1. Bilinmeyenden duyulan korku :Korku filmleri çoğu zaman bilinmeyene dair en derin korkularımız ve kaygılarımızdan yararlanır. İlkel içgüdülerimizden yararlanırlar ve kendimizi savunmasız ve korkmuş hissetmemize neden olurlar.
2. İnançsızlığın ertelenmesi :Bir korku filmi izlediğimizde, inançsızlığımızı bir kenara bırakıp hikayenin dayanak noktasını gerçek olarak kabul etmeye hazırız. Bu, filmin üzerimizde daha güçlü bir etkiye sahip olmasını sağlar ve bizi korkmaya karşı daha savunmasız hale getirir.
3. Atmosfer ve ortam :Korku filmleri genellikle ışık, ses efektleri ve görüntü yönetmenliği kullanımıyla ürkütücü ve rahatsız edici bir atmosfer yaratır. Bu kendimizi gergin hissetmemize ve korkmaya daha duyarlı olmamıza neden olabilir.
4. İlerleme hızı ve gerilim :Korku filmleri genellikle yavaş yavaş gerilim yaratır ve doruk noktasına kadar gerilimi yavaş yavaş artırır.
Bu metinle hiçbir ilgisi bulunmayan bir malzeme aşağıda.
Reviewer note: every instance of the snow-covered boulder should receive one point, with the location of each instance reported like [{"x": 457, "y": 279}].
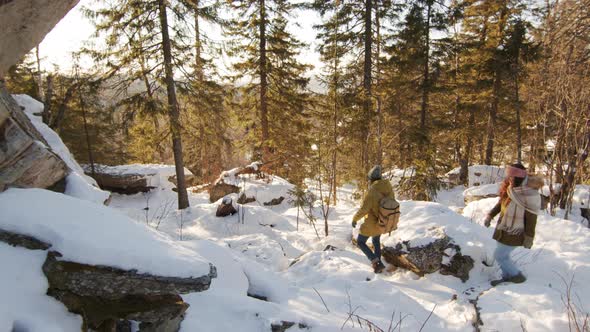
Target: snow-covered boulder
[
  {"x": 478, "y": 175},
  {"x": 135, "y": 178},
  {"x": 253, "y": 184},
  {"x": 441, "y": 254},
  {"x": 25, "y": 159},
  {"x": 103, "y": 265},
  {"x": 77, "y": 184}
]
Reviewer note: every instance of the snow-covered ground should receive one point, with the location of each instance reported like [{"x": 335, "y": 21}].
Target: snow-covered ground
[{"x": 276, "y": 253}]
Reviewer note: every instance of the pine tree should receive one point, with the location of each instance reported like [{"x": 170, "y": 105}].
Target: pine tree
[
  {"x": 485, "y": 29},
  {"x": 274, "y": 98}
]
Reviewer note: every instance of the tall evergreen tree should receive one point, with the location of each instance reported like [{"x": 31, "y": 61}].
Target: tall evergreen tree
[{"x": 275, "y": 88}]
Bu bizi yerimizin kenarında tutabilir ve adeta kendimizi dışarı atacakmış gibi hissetmemize neden olabilir.
5. Beklenmedik korkular :Korku filmleri genellikle izleyiciyi şok etmek ve ürkütmek için atlama korkularını kullanır. Bunlar bizi korkutmada ve tetikte tutmada çok etkili olabilir.
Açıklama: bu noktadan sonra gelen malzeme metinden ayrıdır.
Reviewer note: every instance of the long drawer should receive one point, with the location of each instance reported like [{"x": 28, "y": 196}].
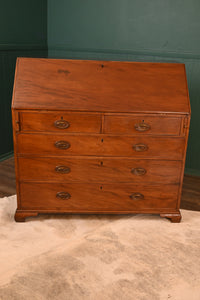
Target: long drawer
[
  {"x": 101, "y": 145},
  {"x": 99, "y": 169},
  {"x": 142, "y": 124},
  {"x": 97, "y": 197},
  {"x": 60, "y": 122}
]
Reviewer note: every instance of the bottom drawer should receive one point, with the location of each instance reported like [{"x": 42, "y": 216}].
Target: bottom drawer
[{"x": 96, "y": 197}]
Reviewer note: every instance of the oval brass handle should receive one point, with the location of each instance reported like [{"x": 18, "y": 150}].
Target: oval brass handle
[
  {"x": 142, "y": 127},
  {"x": 62, "y": 145},
  {"x": 63, "y": 195},
  {"x": 62, "y": 169},
  {"x": 138, "y": 171},
  {"x": 137, "y": 196},
  {"x": 61, "y": 124},
  {"x": 140, "y": 147}
]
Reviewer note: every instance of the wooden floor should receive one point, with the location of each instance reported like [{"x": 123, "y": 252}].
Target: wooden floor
[{"x": 190, "y": 196}]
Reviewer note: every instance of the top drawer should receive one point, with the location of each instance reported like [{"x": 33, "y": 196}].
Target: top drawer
[
  {"x": 60, "y": 122},
  {"x": 142, "y": 124}
]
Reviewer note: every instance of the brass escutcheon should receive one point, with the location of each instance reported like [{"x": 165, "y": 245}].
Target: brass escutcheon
[
  {"x": 142, "y": 126},
  {"x": 63, "y": 195},
  {"x": 137, "y": 196},
  {"x": 61, "y": 124},
  {"x": 62, "y": 145},
  {"x": 138, "y": 171},
  {"x": 62, "y": 169}
]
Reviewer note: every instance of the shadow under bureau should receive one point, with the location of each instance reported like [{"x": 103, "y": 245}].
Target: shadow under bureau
[{"x": 99, "y": 137}]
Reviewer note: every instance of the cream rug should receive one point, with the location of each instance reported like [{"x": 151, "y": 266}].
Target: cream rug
[{"x": 98, "y": 257}]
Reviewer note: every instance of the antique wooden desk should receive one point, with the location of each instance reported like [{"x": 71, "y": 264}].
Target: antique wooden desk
[{"x": 99, "y": 137}]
6. İlişkilendirilebilirlik :Korku filmleri sıklıkla ölüm, şiddet ve hastalık gibi gerçek dünyadaki tehlikelere ilişkin korku ve endişelerimize değinir. Bu onların daha alakalı ve korkutucu hissetmelerini sağlayabilir.
7. Katarsis :Korku filmleri korku ve kaygıyı deneyimlememiz için güvenli bir çıkış noktası sağlayabilir. Bu rahatlatıcı olabilir ve kendi hayatlarımız hakkında daha iyi hissetmemize yardımcı olabilir.